As you read this, fresh water scarcity is causing some serious problems to more than a billion people around the world. But a major chunk of these people are based in arid developing countries. According to World Health Organization 750 million people around the world lack access to safe pure drinking water. This is approximately one in nine people. More than twice the population of the United States lives without access to safe water, making the current water crisis the #1 global risk, based on impact to society (as a measure of devastation), and the #8 global risk, based on likelihood (likelihood of occurring within 10 years) as announced by the World Economic Forum, January 2015.
The World Health Organization predicts that by mid-century, four billion, almost two-thirds of the world’s current population, will face severe fresh water shortages.
With human population expected to rise by another 50 percent by 2050, resource managers are increasingly looking toward alternative scenarios for quenching the world’s growing thirst. Desalination, a process through which highly pressurized ocean water or seawater is pushed through tiny membrane filters and distilled into drinking water, is being held forth by some as one of the most promising solutions to the problem.
Think about it – 71% of the earth is covered by oceans so why don’t we use ocean water to solve the water problems that we keep talking about?Removing salt from water, especially seawater in coastal communities is a viable option for solving water issues.
Desalination is the process used to remove salt and minerals from seawater or brackish water. At the moment, there are two popular technologies used for desalination process.
The first more popular technology is called membrane technology or reverse osmosis. It’s a process that uses pressure to force water through a membrane that does not allow the salt particles to pass. In some cases, instead of using pressure to drive the water through the membrane, electricity is used.

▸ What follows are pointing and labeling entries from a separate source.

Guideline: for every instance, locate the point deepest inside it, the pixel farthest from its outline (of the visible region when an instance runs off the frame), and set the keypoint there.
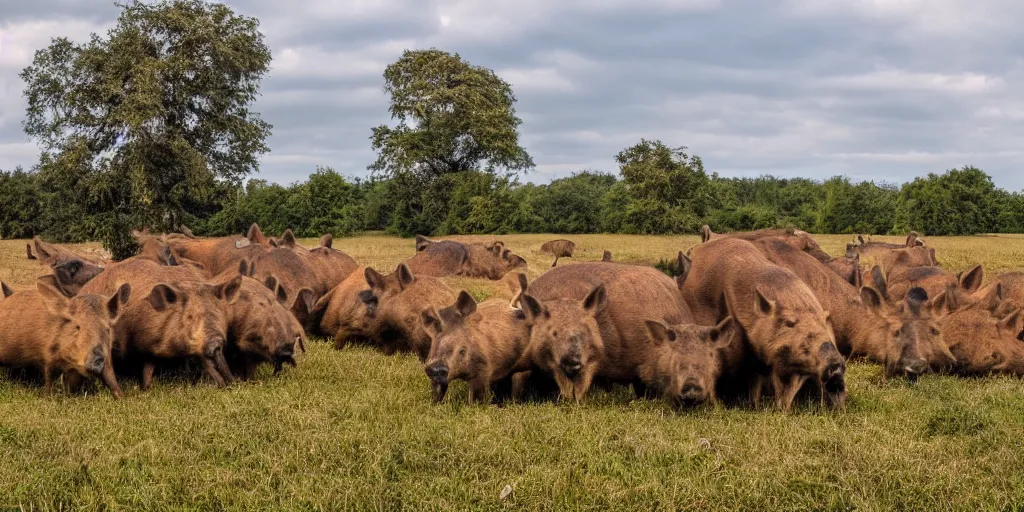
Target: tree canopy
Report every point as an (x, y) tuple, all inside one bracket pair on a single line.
[(138, 126)]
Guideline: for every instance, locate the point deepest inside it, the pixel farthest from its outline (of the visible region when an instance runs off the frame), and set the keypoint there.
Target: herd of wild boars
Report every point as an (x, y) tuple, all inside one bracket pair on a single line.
[(750, 315)]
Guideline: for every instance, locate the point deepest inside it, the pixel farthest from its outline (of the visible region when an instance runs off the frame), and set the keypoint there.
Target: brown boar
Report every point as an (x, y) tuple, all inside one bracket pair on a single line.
[(438, 259), (348, 312), (260, 328), (591, 321), (933, 279), (558, 249), (72, 337), (476, 343), (52, 254), (798, 239), (985, 344), (905, 340), (177, 315), (786, 329), (294, 272), (401, 297)]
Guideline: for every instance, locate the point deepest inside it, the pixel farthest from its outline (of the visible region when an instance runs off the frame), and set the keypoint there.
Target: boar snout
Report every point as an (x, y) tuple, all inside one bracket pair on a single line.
[(571, 366)]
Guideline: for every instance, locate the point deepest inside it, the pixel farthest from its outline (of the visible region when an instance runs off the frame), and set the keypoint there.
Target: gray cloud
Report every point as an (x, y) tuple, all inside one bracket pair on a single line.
[(883, 90)]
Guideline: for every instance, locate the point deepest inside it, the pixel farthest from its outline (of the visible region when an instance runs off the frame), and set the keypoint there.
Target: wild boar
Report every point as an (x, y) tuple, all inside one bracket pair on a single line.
[(176, 315), (933, 279), (983, 343), (348, 312), (785, 327), (798, 239), (400, 297), (260, 328), (294, 272), (904, 340), (476, 343), (52, 254), (591, 321), (558, 249), (72, 337)]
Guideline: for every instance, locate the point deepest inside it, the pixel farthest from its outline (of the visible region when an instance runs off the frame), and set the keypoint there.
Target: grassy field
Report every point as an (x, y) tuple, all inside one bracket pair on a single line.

The second technology, uses a thermal process, when salt water is heated and that produces vapor, which is then condensed and collected as fresh water. It is very similar to the evaporation process of ocean water and explains why rain water is not salty.

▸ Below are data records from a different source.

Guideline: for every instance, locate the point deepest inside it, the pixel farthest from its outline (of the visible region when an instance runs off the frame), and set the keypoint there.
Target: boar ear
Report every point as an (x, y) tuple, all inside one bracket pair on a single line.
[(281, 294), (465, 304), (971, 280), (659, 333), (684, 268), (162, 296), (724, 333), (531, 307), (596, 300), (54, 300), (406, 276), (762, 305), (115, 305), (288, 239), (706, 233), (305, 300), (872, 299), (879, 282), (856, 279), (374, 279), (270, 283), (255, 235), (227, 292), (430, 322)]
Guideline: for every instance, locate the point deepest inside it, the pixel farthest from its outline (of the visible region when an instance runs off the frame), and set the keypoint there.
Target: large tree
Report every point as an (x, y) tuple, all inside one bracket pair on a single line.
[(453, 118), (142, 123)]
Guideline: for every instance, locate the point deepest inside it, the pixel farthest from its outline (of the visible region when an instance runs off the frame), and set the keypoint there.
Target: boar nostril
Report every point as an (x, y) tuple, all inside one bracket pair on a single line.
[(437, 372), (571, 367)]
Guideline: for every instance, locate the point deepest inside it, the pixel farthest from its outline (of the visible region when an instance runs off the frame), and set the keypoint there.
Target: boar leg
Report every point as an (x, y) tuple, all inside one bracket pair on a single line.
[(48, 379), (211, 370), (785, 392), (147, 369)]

This brings us to the very fact that desalination of salt water could provide an unlimited supply of water to the entire world’s population. And as the demand for water and the population increases, seawater desalination could provide a source of water that can meet those new demands consistently.
Contrary to popular belief that desalination is very expensive, the truth is that the costs of desalination are becoming more affordable, and the quality of the permeate produced water has been improved tremendously. One cost-effective example is an installation of a desalination plant in Singapore. In its first year of operation in 2013, the cost of desalinating water was as low as USD 0.45 per cubic meter. Combining this with the availability of water makes desalination an attractive proposition for many of us around the world.

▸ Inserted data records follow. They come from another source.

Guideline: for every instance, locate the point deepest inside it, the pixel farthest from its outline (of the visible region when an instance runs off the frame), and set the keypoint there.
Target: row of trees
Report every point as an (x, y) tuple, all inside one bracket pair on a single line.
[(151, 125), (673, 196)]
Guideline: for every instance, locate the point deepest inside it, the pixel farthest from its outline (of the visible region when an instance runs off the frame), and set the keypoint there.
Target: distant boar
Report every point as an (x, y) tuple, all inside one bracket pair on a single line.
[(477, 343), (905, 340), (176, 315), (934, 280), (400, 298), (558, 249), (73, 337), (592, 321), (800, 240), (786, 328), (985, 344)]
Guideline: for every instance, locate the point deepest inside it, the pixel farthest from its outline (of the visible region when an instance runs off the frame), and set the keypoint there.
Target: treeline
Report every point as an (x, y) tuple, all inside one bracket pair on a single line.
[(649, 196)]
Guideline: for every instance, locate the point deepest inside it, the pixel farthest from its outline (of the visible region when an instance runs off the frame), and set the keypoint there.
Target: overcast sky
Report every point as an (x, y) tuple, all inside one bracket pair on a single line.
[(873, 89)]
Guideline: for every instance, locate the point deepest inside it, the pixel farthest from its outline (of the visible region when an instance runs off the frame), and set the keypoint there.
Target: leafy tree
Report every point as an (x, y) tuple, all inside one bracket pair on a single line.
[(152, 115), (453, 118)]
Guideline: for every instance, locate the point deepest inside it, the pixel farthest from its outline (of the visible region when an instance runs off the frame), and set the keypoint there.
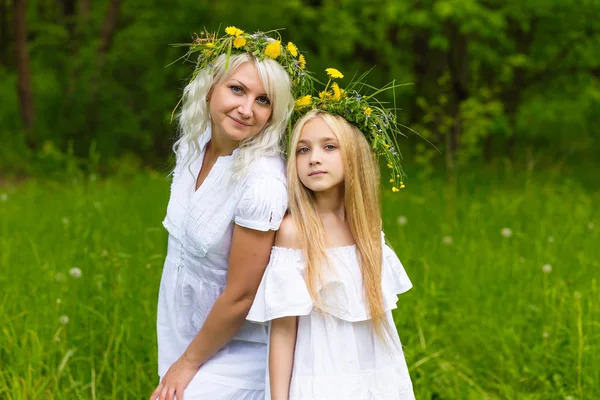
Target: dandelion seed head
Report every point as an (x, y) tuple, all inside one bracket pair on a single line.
[(506, 232), (547, 268), (75, 272)]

Today, seawater desalination plants are used to convert sea water to drinking water on ships and in many arid regions of the world, and to treat water in other areas that is contaminated by natural and unnatural contaminants.
Distillation is perhaps the one water treatment technology that completely reduces the widest range of drinking water contaminants. Speaking of which, the impact of desalination is significant. In 2012, the installed global capacity for desalination totaled 27.3 cubic kilometers of generated fresh water annually. About 60% of desalination capacity treats seawater, and the rest treats other, less saline sources.
In 2014, this capacity has increased from 17.4 cubic kilometers compared to five years earlier, which essentially means that it’s been growing at an average annual rate of 9.5%.
As for desalination equipment, organizations such as Ampac USAdesign and manufacture advanced seawater desalination fresh watermakers for onshore and offshore applications. Onshore watermakers are designed for land-based applications; these seawater desalination watermakers can be fed directly from the sea or from any beach well, and convert seawater to pure fresh drinking water, which make them suitable for locations with no fresh or municipal water supplies such as remote areas, or smaller atolls and islands having no potable water sources. On the other hand, marine off-shore watermakers suit most type of boats, yachts, and military ships.
In addition, they also design and manufacture off-shore Class1-Div1 and Class1-Div2 Explosion Proof Seawater Desalination Watermakers for the oil and gas industry, as well as Emergency Portable Fresh Watermakers, and Solar Powered Brackish Water and Seawater Desalination Watermakers.
Currently, there are some large desalination plants under construction in the US. When the Carlsbad Desalination Project is completed this fall, it will be the largest desalination plant in the Western Hemisphere. This largest seawater desalination plant, a $1 billion state-of-the-art reverse osmosis, is set to begin producing 54 million gallons a day, supplying water to 300,000 residents, in early 2016.
Over 17,000 desalination plants are now operating in 150 countries worldwide, a capacity that could nearly double by 2020, according to the United Nations World Water Development Report 2014. Desalination produces 21 billion gallons of water a day, according to the International Desalination Association, providing a crucial water source in arid places such as the Middle East and Australia.